Hit 'em where it hurts: a live security exercise on cyber situational awareness

Live security exercises are a powerful educational tool to motivate students to excel and foster research and development of novel security solutions. Our insight is to design a live security exercise to provide interesting datasets in a specific area of security research. In this paper we validated this insight, and we present the design of a novel kind of live security competition centered on the concept of Cyber Situational Awareness. The competition was carried out in December 2010, and involved 72 teams (900 students) spread across 16 countries, making it the largest educational live security exercise ever performed. We present both the innovative design of this competition and the novel dataset we collected. In addition, we define Cyber Situational Awareness metrics to characterize the toxicity and effectiveness of the attacks performed by the participants with respect to the missions carried out by the targets of the attack.

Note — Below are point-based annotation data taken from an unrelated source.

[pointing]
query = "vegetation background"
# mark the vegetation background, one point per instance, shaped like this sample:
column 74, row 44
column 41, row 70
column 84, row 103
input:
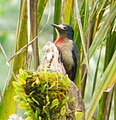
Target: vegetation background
column 98, row 30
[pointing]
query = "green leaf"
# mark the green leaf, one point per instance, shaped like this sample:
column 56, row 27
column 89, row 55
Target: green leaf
column 63, row 110
column 78, row 115
column 43, row 88
column 55, row 103
column 23, row 105
column 67, row 11
column 65, row 100
column 29, row 118
column 16, row 85
column 35, row 100
column 23, row 74
column 57, row 14
column 107, row 76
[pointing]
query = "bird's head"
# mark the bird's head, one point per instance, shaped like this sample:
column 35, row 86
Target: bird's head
column 64, row 31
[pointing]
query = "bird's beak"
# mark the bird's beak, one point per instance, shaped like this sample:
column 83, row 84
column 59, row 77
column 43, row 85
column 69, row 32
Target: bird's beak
column 55, row 26
column 59, row 28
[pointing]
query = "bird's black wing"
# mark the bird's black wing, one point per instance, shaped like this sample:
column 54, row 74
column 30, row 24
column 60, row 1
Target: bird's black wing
column 75, row 58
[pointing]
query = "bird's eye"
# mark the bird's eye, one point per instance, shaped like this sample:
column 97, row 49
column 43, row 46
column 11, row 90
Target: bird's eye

Towards Detecting Compromised Accounts on Social Networks

Compromising social network accounts has become a profitable course of action for cybercriminals. By hijacking control of a popular media or business account, attackers can distribute their malicious messages or disseminate fake information to a large user base. The impacts of these incidents range from a tarnished reputation to multi-billion dollar monetary losses on financial markets. In our previous work, we demonstrated how we can detect large-scale compromises (i.e., so-called campaigns) of regular online social network users. In this work, we show how we can use similar techniques to identify compromises of individual high-profile accounts. High-profile accounts frequently have one characteristic that makes this detection reliable—they show consistent behavior over time. We show that our system, were it deployed, would have been able to detect and prevent three real-world attacks against popular companies and news agencies. Furthermore, our system, in contrast to popular media, would not have fallen for a staged compromise instigated by a US restaurant chain for publicity reasons.

CAPTCHA smuggling: hijacking web browsing sessions to create CAPTCHA farms

CAPTCHAs protect online resources and services from automated access. From an attackers point of view, they are typically perceived as an annoyance that prevents the mass creation of accounts or the automated posting of messages. Hence, miscreants strive to effectively bypass these protection mechanisms, using techniques such as optical character recognition or machine learning. However, as CAPTCHA systems evolve, they become more resilient against automated analysis approaches. In this paper, we introduce and evaluate an attack that we denote as CAPTCHA smuggling. To perform CAPTCHA smuggling, the attacker slips CAPTCHA challenges into the web browsing sessions of unsuspecting victims, misusing their ability to solve these challenges. A key point of our attack is that the CAPTCHAs are surreptitiously injected into interactions with benign web applications (such as web mail or social networking sites). As a result, they are perceived as a normal part of the application and raise no suspicion. Our evaluation, based on realistic user experiments, shows that CAPTCHA smuggling attacks are feasible in practice.